The first thing to “consider” is that SLAs (Service Level Agreements) are not written for customers, rather they are written by and for service providers. So unless you are a Fortune 1,000 customer with unlimited legal resources don’t ever expect to be compensated for data loss. You will be lucky to get a credit for the affected month.
The next factor is the cognizant party nature embedded in SLAs. Specifically there are different types of service providers; those which have multiple legal risk surfaces and those which have effectively only one (1).
For instance, a cloud backup vendor providing both the infrastructure AND a service has at least two (2) risk surfaces because they are involved with the actual assets of their customer(s). If that same vendor is providing the infrastructure and the service THROUGH a reseller channel then it jumps to at least three (3) surfaces.
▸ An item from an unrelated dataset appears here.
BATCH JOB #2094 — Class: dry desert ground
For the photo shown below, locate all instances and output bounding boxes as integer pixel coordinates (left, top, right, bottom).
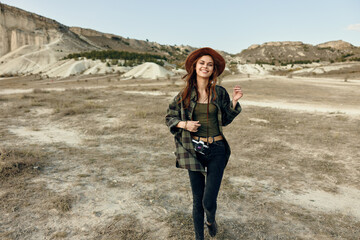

Typically the SLAs for a vendor who is providing the actual service AND the infrastructure upon which that service runs are one-offs. In other words, there is an implicit individual SLA with each customer and it is architected to protect the provider by limiting responsibility because the vendor – or vendors if you include the channel – is/are technically “capable” of accessing the data. This means that the SLA must be designed to “thread the needle” and mitigate exposure on single accounts.
Keep in mind also that vendors with individual SLAs can triage which of their customers will receive immediate attention in times of crisis and which will wait their turn. This means the SLA is actually part of a larger profit/loss calculation at various points in your relationship.
Contrast this with an IaaS vendor who is not making any special arrangements based on customer identity and has absolutely no idea what is going on in any given cloud computer, and therefore need only address a single risk surface.
Since an IaaS vendor is only providing the infrastructure with no influence or visibility into the services running on that infrastructure they can operate on a generic one-size-fits all basis. This usually manifests as a terms and conditions checkmark on the credit card form you fill out.
This way the vendor exposure is limited to nominal penalties for service outages and reminders that you will get nothing if your data is lost. On the surface this seems less attractive but in reality it is actually better for most normal organizations for a couple of reasons.
- First, because the SLA is stretched over a large number of undifferentiated customers there is a very real incentive to keep the “crowd” from becoming dissatisfied and talking about it.
- Second, because the risk surface is much broader and less specific, third party out-of-band requests are harder to satisfy because the IaaS provider, by design, does not have ready access to the customer’s data.
Point being that ownership is much clearer with IaaS as opposed to SaaS and even PaaS.
Using the cloud backup example again, if you run your own software then the ownership is clearly delineated. In fact, when you attach a drive to one of your cloud computers, it is bound by the same limitations as a normal drive. In other words, while it is attached to your cloud computer, it can not be attached to another computer, just like in your data center.
Of course there is lots more to this subject but the basic premise is that sometimes being part of a crowd has it’s benefits.